Schon zehn Jahre vor jenem Goldrausch im Norden Kanadas wurde Gold an einer ganz anderen Stelle des Globus entdeckt, nämlich in Südafrika. Hier allerdings beherrschten von Anfang an nicht die Glücksritter und die klassischen „Digger“ die Szene, sondern kapitalstarke und mit hohem technischen und fachlichen Einsatz zu Werke gehende Unternehmen. Schon in der ersten Hälfte des 19. Jahrhunderts hatte es in Südafrika einige Goldfunde gegeben, jedoch standen sie immer im Schatten der gewaltigen Diamantenfunde von Kimberley in der Kap-Provinz. 1886 änderte sich das Bild. Jene Vorkommen bei Johannesburg im damals unabhängigen Burenstaat Oranje-Freistaat, die auch heute noch jedes Jahr große Mengen an Gold liefern, wurden damals entdeckt. Schnell übernahmen jene Unternehmen, die bereits die Vormacht bei der Ausbeutung der Diamantenvorkommen gewonnen hatten, die Kontrolle. Am Anfang standen sie jedoch vor scheinbar unlösbaren Problemen. Geologisch unterschieden sich nämlich die Vorkommen in Südafrika von jenen in anderen Teilen der Welt. Es gab keine Goldklumpen (Nuggets), nach denen man hätte graben können, es gab nicht einmal sichtbare Spuren des Goldes. Es war nämlich am Witwatersrand nicht in Erzadern enthalten, sondern direkt im Gestein, in sog. Primärvorkommen. Und damit war es nur sehr schwer zu gewinnen. Erst die Entdeckung eines neuen technischen Verfahrens zur Lösung des Goldes aus dem Gestein durch einige englische Wissenschaftler brachte die Abhilfe und verhalf der Förderung von Gold am Kap der Guten Hoffnung, die 1890 schon vor dem Aus zu stehen schien, zu ihrer bis 2007 erfolgreich verteidigten Spitzenstellung. Wurden 1887 nur 1,2 Tonnen Gold, und damit nur 0,8% der Weltfördermenge in Südafrika gewonnen, waren es fünf Jahre später schon 30 Tonnen, eine Zahl, die bis in die siebziger Jahre, als über 1.000 Tonnen pro Jahr gefördert wurden, stetig anstieg. Erst dann ging auf Grund der hohen Kosten für die Etablierung neuer Minen, der großen technischen Schwierigkeiten dabei und wegen des abnehmenden Goldgehaltes im Gestein selbst die Produktion langsam aber sicher zurück. Fast vierzig Jahre nach dem Produktionsrekord im Jahr 1970 werden aber noch immer rund 260 Tonnen im Jahr in Südafrika gefördert. Insgesamt haben das Land in über einem Jahrhundert rund 60.000 Tonnen Gold verlassen und damit fast die Hälfte jenes Goldes, das in den letzten sechs Jahrtausenden irgendwo auf der Erde gefördert wurde.

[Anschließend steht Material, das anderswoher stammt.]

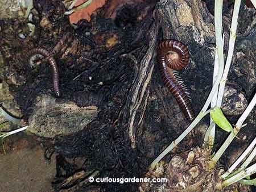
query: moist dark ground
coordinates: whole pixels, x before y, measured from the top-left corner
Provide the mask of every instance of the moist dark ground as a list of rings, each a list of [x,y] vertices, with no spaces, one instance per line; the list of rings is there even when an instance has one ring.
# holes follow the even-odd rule
[[[60,181],[81,169],[86,171],[99,170],[101,177],[142,176],[154,158],[182,132],[183,130],[180,127],[185,128],[188,125],[188,123],[184,121],[176,101],[164,87],[156,65],[150,85],[151,99],[146,110],[144,123],[138,130],[136,149],[131,148],[126,133],[127,128],[119,119],[120,112],[133,85],[134,69],[137,66],[132,59],[121,56],[132,54],[138,61],[138,65],[139,65],[139,61],[147,51],[150,41],[147,30],[154,22],[154,19],[148,16],[144,20],[138,22],[136,20],[138,16],[136,11],[141,7],[139,6],[136,7],[138,10],[133,7],[133,12],[132,9],[129,9],[127,6],[123,10],[124,14],[120,11],[114,20],[103,18],[98,14],[92,18],[90,23],[81,22],[78,24],[78,28],[74,30],[69,26],[67,17],[61,14],[63,7],[57,1],[52,3],[42,1],[35,5],[39,14],[34,21],[36,29],[33,36],[28,36],[24,39],[18,37],[20,30],[22,32],[26,31],[25,22],[19,20],[2,20],[0,22],[2,37],[1,51],[7,65],[1,81],[9,82],[9,89],[19,105],[24,119],[28,119],[33,112],[38,96],[43,94],[54,94],[51,69],[48,64],[46,62],[36,69],[31,69],[28,65],[27,53],[35,47],[52,50],[68,32],[71,33],[71,38],[79,41],[79,51],[76,55],[69,55],[64,59],[61,59],[63,53],[54,56],[59,68],[60,86],[62,93],[61,97],[57,98],[57,102],[65,103],[72,101],[81,107],[96,105],[101,110],[97,119],[79,132],[69,136],[56,136],[54,142],[37,138],[44,146],[44,150],[54,150],[55,152],[57,169],[56,178],[53,183],[55,189],[59,191],[58,183]],[[39,6],[38,5],[42,6]],[[127,12],[130,14],[127,14]],[[47,18],[50,22],[50,26],[46,25],[42,27],[40,24],[42,18]],[[240,23],[246,25],[248,20],[252,20],[249,19],[241,18]],[[240,37],[238,35],[238,41],[242,41],[245,38],[241,35],[243,34],[243,28],[243,28],[242,26],[238,27],[241,36]],[[86,35],[88,32],[90,34]],[[113,45],[110,47],[108,47],[108,40],[115,35],[117,43],[113,43]],[[161,30],[159,30],[159,41],[162,39]],[[255,36],[249,37],[248,39],[253,41]],[[72,45],[72,42],[69,47]],[[214,39],[210,39],[208,45],[212,46],[214,43]],[[188,45],[189,48],[191,48],[193,60],[196,61],[196,63],[194,63],[196,67],[189,66],[181,72],[181,76],[185,84],[189,87],[192,87],[189,90],[192,105],[196,113],[198,113],[211,89],[214,58],[209,56],[209,49],[207,46],[197,47],[194,42],[191,42]],[[226,46],[225,48],[226,49]],[[241,49],[243,49],[242,45]],[[246,50],[243,51],[246,52]],[[236,65],[238,64],[235,63],[233,65],[229,79],[238,85],[240,89],[245,93],[247,100],[250,101],[255,93],[255,82],[251,84],[246,78],[247,74],[242,74],[242,78],[237,78],[234,69]],[[246,66],[244,68],[246,68]],[[73,81],[75,77],[85,70],[87,72]],[[13,76],[15,81],[10,77]],[[92,77],[92,80],[89,80],[89,77]],[[238,137],[246,136],[246,143],[255,137],[255,114],[254,110],[249,118],[247,128],[242,129],[238,136]],[[238,117],[228,118],[234,123]],[[125,119],[126,117],[122,118]],[[203,127],[208,121],[209,118],[206,118],[199,127]],[[216,148],[223,143],[227,135],[222,131],[217,130]],[[201,144],[203,138],[201,133],[194,132],[181,143],[174,153],[183,151]],[[242,143],[235,140],[227,152],[226,157],[230,156],[229,154],[233,153],[238,146],[245,144]],[[27,164],[28,167],[24,168],[27,172],[17,173],[16,176],[28,174],[30,172],[32,173],[35,172],[33,178],[38,178],[41,175],[46,178],[46,181],[50,182],[50,178],[52,178],[52,174],[55,173],[52,166],[54,161],[51,164],[52,169],[48,170],[48,166],[43,162],[40,155],[38,158],[33,156],[33,154],[38,153],[42,155],[40,150],[38,147],[34,146],[19,151],[18,153],[9,152],[4,158],[1,157],[1,161],[3,161],[1,165],[7,165],[8,159],[11,158],[14,161],[11,164],[18,166],[22,162],[20,161],[24,161],[26,158],[31,157],[34,161]],[[27,154],[26,158],[23,156],[24,154]],[[78,166],[72,161],[76,158],[84,160],[82,166]],[[168,161],[170,158],[169,156],[166,160]],[[30,170],[30,165],[38,162],[42,162],[40,164],[42,166],[35,170],[33,169]],[[22,165],[25,166],[23,164]],[[14,169],[16,166],[4,169],[7,176],[2,178],[4,180],[3,181],[12,181],[11,178],[14,178],[14,176],[8,174],[8,173],[11,170],[10,169]],[[15,169],[14,172],[15,172]],[[49,177],[44,177],[48,175],[47,173],[51,173]],[[34,182],[35,185],[46,183],[43,180],[40,180],[40,182]],[[20,181],[18,183],[20,183]],[[53,181],[53,179],[51,181]],[[46,187],[49,182],[44,187]],[[32,182],[27,183],[29,183],[27,186],[28,191],[33,189]],[[12,186],[15,189],[19,187],[18,184]],[[131,189],[130,184],[106,184],[101,187],[102,191],[125,191]],[[133,187],[135,186],[132,186],[131,189]],[[81,190],[85,191],[86,189]]]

Trotz der oben beschriebenen Funde zählt Gold jedoch nicht zu den wirklich häufig vorkommenden Elementen. Insgesamt wurden der Erde bis heute rund 160.000 Tonnen des edlen Metalls abgerungen. Was sich auf den ersten Blick nach einer Menge anhört, ergibt zusammengenommen gerade einmal einen Würfel, der nicht viel größer ist als die Durchfahrt des Brandenburger Tores in Berlin.